GitHub Desktop 3.6 shipped today with three changes that close a real gap between the GUI and the CLI: Git worktrees are now manageable without opening a terminal, Copilot commit message generation reads your team’s instructions files so it actually follows your conventions, and AI-assisted merge conflict resolution — powered by the Copilot SDK — explains what’s conflicting and proposes a fix before you touch anything. If you’ve been watching the CLI and Copilot app get all the AI upgrades while Desktop stayed behind, today is the day that changes.
Git Worktrees, Now in the GUI
Git worktrees have existed since Git 2.5 in 2015 — they let you check out multiple branches of the same repository simultaneously, each in its own directory. For developers comfortable with the terminal, worktrees have become the backbone of parallel agent workflows: incident.io runs four to seven Claude Code agents per developer using this pattern, each agent isolated in its own worktree so file edits never collide. The catch has always been that worktrees are a CLI-only feature. Until today.
GitHub Desktop 3.6 adds a Worktree dropdown to the toolbar, sitting between the Repository and Branch selectors. From there you can create, switch, rename, and delete worktrees entirely from the GUI. Each entry shows the directory name and the branch it tracks; a “Main worktree” section separates your original checkout from linked worktrees. Switching a worktree updates the working directory instantly.

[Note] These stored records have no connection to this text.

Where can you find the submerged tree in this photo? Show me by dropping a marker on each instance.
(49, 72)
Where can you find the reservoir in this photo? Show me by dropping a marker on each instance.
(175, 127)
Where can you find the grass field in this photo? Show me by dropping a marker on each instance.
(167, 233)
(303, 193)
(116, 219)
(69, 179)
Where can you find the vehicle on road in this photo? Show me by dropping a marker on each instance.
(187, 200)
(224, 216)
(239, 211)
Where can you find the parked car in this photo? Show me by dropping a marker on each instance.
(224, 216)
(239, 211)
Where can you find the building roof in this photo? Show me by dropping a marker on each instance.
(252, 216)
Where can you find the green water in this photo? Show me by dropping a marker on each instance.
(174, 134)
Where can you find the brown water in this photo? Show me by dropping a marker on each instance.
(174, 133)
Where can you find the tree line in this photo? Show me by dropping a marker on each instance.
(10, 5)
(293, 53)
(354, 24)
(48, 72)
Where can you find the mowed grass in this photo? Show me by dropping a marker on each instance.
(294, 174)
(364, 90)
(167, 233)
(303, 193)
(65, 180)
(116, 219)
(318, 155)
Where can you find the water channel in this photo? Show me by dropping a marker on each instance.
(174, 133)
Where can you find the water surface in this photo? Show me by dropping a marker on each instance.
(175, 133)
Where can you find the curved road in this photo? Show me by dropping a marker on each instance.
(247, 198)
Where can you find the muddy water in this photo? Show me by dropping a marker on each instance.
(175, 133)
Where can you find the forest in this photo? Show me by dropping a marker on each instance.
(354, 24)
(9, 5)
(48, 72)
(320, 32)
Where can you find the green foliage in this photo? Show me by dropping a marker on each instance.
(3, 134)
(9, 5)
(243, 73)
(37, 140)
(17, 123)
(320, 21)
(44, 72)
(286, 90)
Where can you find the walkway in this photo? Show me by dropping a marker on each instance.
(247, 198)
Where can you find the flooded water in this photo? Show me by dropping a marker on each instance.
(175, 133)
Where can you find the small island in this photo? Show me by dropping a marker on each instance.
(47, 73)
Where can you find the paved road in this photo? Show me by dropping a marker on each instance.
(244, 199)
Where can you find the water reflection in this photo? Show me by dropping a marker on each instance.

The timing is deliberate. The Copilot app (which went GA on June 17) runs parallel agent sessions in isolated worktrees automatically — but it hides that detail from users. Desktop 3.6 surfaces it explicitly, which matters for developers who want direct control over which branch each agent is working on. If you’re running multiple Copilot sessions or mixing Copilot with Claude Code, this visibility is useful.
Commit Messages That Follow Your Rules
The previous version of Copilot commit message generation in Desktop had a predictable problem: it was generic. It looked at your diff and produced something like “Update authentication logic.” Technically accurate, practically useless if your team enforces conventional commits or requires a Jira ticket prefix.
In 3.6, commit generation reads two files before writing anything: .github/copilot-instructions.md and AGENTS.md. These are the same instruction files that Copilot CLI and Claude Code already respect — so if you’ve already defined commit message rules for your CLI-based workflows, Desktop now automatically picks them up. A repo with conventional commits defined in those files will produce feat(auth): add JWT token refresh endpoint instead of “Update login.” Teams using semantic-release or enforcing conventional commit linting in CI will find this useful immediately.
One small but practical addition: you can now cancel a commit message generation mid-flight. Previously, if you clicked the button and changed your mind, you waited. That is gone.
Merge Conflict Resolution: Explain, Then Suggest
Merge conflict tooling in Git GUIs has barely changed in a decade: show the conflict markers, pick incoming or current, done. Desktop 3.6 does something different. When Copilot encounters a conflict, it explains what is actually different between the two versions and proposes a specific resolution. A Copilot-authored diff appears in the Changes tab so you can see exactly what it intends to do. You accept, edit, or discard the suggestion before completing the merge.
The “explain + suggest, don’t auto-apply” model is the right call here. Merge conflicts are high-stakes — an AI that silently resolves them and gets it wrong in a subtle way is worse than no AI at all. Keeping the human in the loop on the final decision is the correct design, even if it is less flashy than full automation.
This feature runs on the Copilot SDK, the same agent runtime that shipped in the CLI and the Copilot app. That means the resolution quality reflects the same model and context-handling as those surfaces — not a weaker embedded model.
One Engine, Five Surfaces
The Copilot SDK went generally available on June 2. Desktop 3.6 is the first first-party GitHub product outside the CLI to run on it. That is significant because it completes a unified loop: Copilot for Jira (GA on June 25) assigns an issue to the cloud agent, which opens a branch and writes code, Desktop resolves any merge conflicts using the same SDK, and the CLI handles final merge and deploy. One instruction set. One agent runtime. Five surfaces — and they are now consistent.
How to Get It
Open GitHub Desktop and check for updates, or download the latest release from desktop.github.com. To get the most out of the commit message improvements, add a commit message section to your existing .github/copilot-instructions.md or AGENTS.md — the format is standard Markdown and the instructions take effect immediately on the next generation attempt. If your team already maintains these files for Copilot CLI or Claude Code, Desktop 3.6 will pick them up with no additional work.